Together, we will be looking at how decisions are being made in research areas such as: climate change mitigation and adaptation measures, the health impacts of climate change, and the health research that may inadvertently drive climate change.
As part of the project, we plan to host an interdisciplinary workshop to explore the scope of a ‘right to an open future’, and how a framework could assist in balancing different interests, especially when there may be trade-offs in terms of likely benefits and harms.
We will also be asking how anything we develop can be practically applied by the national and research ethics committees responsible for making decisions related to climate change and health research.
Our discussions will likely explore how to:
- represent the interests of non-human species and future generations, whose health is inescapably intertwined with our own.
- ensure that context, especially the international nature of climate change, is appropriately acknowledged throughout decision-making.
- balance what is owed individually versus collectively.
Our findings will be integrated into the co-development of international guidelines with our R(H)OPE project partners.
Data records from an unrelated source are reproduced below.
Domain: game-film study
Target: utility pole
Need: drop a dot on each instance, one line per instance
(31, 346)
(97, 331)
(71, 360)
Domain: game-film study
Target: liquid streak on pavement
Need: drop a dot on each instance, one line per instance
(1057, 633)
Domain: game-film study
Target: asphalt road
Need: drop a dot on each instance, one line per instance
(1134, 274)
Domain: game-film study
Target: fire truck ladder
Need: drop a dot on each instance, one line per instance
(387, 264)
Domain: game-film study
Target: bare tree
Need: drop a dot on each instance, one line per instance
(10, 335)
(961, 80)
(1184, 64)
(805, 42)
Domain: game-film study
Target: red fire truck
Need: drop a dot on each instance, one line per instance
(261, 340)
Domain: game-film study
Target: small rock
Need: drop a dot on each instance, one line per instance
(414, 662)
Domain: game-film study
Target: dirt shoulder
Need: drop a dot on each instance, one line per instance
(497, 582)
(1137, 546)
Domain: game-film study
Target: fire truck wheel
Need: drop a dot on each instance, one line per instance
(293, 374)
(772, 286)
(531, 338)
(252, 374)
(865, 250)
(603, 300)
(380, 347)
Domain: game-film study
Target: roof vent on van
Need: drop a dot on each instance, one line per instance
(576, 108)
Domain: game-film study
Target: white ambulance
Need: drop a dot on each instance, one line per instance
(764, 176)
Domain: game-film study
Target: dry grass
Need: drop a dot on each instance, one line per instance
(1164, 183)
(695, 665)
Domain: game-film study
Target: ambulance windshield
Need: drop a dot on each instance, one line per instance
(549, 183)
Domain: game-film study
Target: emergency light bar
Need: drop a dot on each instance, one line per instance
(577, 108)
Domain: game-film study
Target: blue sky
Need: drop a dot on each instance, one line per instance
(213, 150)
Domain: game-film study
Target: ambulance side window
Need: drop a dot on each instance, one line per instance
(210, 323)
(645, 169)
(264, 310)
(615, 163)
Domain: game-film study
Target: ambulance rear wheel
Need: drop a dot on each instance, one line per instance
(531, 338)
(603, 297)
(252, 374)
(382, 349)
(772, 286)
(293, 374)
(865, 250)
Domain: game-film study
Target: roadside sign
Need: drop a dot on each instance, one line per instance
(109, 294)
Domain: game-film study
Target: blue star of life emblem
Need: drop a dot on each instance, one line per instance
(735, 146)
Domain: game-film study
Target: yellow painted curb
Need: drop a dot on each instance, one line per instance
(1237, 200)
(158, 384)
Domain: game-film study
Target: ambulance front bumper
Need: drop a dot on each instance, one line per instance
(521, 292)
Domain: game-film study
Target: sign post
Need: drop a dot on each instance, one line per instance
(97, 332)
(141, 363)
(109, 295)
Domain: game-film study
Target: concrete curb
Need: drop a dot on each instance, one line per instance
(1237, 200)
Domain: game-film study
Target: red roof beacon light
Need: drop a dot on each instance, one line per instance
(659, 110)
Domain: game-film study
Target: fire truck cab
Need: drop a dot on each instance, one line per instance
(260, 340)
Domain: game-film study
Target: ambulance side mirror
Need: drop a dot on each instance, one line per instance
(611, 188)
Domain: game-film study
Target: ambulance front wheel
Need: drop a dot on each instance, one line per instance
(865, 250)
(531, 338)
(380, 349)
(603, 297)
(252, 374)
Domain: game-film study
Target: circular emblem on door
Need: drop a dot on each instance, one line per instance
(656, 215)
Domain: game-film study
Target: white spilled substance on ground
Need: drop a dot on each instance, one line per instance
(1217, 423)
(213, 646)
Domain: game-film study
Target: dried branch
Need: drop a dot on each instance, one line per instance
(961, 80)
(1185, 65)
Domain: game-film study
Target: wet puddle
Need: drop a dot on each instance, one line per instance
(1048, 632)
Joining this project will allow us to build upon our recent report, which urges policy and decision makers to recognise, consider and address the intersections between climate change and health, and to embed ethics into their work from the outset.
Working with international partners to develop guidelines for ethics committees will strengthen the way climate change and health research is undertaken globally. This will undoubtedly lead to long-term benefits for all species today and into the future.”
Maili Raven-Adams, Senior Researcher at the Nuffield Council on Bioethics
Read our ‘Climate change and health: embedding ethics into policy and decision making’ report here.
Notes
- This R(H)OPE study was commissioned and paid for by the World Health Organization (WHO).
- Copyright of the original work on which this article is based belongs to WHO. The NCOB have been given permission to publish this article.
- The views expressed in this news article are of the author and they do not necessarily represent the views, decisions or policies of the WHO.
- Our Partners are based at Université Libre de Bruxelles (Belgium), Université de Liège (Belgium), Université de Mons (Belgium), Mexico National Commission on Bioethics (Mexico), West Indies University (Barbados), Université Alassane Ouattara (Ivory Coast) and Bangladesh Bioethics Society (Bangladesh).